Published: Wednesday, June 29 2005 12:00 a.m. MDT

PARIS — France was chosen Tuesday as the home for an experimental $13 billion nuclear fusion project scientists say will produce a boundless source of clean and cheap energy.

A consortium of United States, the European Union, China, Russia, Japan had been divided over whether to put the test reactor in France or Japan, and competition was intense. The United States had favored placing the plant in Japan. At stake was billions of dollars for research, construction and engineering.

The threat of global warming has brought nuclear power — currently available only through fission and long out of favor — back to the forefront as a way of generating energy because it creates no so-called greenhouse gases, a cause of global warming.

Nuclear fission — with heat as a byproduct — occurs when heavy atoms such as those of uranium or plutonium are split. But the process leaves behind highly radioactive waste, and the reactors can catastrophically melt down.

Harnessing fusion as an energy source has long been a dream of physicists because it would be safer, cleaner and cheaper — using naturally abundant hydrogen as an energy source.

The major source of energy right now, the burning of fossil fuels such as coal and oil, spews greenhouse gases into the Earth's atmosphere and trap the sun's heat. Oil supplies are expected to begin running short in about 50 years.
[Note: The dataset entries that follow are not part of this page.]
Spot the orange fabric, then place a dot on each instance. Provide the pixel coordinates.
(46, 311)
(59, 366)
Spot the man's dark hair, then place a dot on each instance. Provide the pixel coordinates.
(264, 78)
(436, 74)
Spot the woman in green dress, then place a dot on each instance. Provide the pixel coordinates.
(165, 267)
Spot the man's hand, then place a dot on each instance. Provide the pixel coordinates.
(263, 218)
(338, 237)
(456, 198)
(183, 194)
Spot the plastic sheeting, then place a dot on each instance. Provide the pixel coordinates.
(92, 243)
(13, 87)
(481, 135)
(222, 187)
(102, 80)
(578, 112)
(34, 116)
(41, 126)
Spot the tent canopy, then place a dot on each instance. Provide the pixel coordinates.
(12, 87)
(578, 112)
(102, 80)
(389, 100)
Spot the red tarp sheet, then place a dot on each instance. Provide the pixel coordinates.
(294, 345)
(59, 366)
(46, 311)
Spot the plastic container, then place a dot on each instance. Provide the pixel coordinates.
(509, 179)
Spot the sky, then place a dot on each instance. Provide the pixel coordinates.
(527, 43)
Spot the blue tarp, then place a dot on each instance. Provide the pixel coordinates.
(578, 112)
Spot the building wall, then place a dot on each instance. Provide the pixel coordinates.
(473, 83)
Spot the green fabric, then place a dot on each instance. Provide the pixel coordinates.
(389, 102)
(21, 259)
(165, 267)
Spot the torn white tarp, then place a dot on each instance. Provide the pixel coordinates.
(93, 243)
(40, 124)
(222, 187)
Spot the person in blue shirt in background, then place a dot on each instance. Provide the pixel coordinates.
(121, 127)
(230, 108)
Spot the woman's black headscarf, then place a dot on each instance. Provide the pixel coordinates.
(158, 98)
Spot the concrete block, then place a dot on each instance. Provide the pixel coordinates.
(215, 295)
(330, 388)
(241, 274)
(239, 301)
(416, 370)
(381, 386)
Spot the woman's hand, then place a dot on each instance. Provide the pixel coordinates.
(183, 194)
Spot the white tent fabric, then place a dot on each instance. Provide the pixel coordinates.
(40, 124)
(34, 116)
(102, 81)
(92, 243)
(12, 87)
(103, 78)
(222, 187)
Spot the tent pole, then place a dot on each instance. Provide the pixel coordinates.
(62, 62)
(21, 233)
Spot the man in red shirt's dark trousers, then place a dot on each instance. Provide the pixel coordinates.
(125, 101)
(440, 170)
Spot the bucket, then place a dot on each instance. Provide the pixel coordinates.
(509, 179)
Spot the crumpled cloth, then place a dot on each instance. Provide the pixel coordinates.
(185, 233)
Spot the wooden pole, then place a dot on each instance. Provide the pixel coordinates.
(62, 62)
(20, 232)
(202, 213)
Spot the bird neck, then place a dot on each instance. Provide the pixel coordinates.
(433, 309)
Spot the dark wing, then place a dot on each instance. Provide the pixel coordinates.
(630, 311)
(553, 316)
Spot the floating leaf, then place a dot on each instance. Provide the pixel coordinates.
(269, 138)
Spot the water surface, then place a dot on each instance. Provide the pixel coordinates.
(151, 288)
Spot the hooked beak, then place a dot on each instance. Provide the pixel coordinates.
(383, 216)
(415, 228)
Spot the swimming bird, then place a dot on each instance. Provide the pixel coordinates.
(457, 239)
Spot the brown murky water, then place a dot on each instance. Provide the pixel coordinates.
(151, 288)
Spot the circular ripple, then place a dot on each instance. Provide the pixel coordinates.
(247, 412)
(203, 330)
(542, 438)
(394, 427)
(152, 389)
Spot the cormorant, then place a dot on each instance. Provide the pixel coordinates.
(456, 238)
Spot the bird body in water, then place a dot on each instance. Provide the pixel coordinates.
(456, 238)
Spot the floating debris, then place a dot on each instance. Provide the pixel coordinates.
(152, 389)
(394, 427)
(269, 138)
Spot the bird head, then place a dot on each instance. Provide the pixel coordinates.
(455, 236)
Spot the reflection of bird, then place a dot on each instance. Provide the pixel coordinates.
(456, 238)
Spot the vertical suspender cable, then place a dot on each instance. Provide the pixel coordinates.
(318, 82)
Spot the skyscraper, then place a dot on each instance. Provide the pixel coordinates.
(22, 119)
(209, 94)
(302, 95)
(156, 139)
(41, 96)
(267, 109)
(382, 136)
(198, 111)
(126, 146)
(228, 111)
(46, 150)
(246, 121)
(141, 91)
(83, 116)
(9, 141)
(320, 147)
As a replacement, fusion would produce much more energy than fission, while leaving behind small amounts of relatively harmless waste and posing no danger of a nuclear meltdown.

France's Greens and other environmentalist groups argue, however, that the fusion project will turn the focus away from the immediate need to fight global warming.

"This is not good news for the fight against the greenhouse effect, because we're going to put $13 billion toward a project that has a term of 30-50 years, when we're not even sure it will be effective," Greens party lawmaker Noel Mamere said on France-Info radio.

But State Department spokesman Tom Casey said the United States was pleased the sides had agreed on a site. "Now the six partners will work together to resolve the other various technical and legal questions that exist so we can move forward on this critically important energy experiment," he said.

Participants will now negotiate the construction details and sign a final agreement, hopefully by year's end.

The project is expected to create 10,000 jobs and take about eight years to build.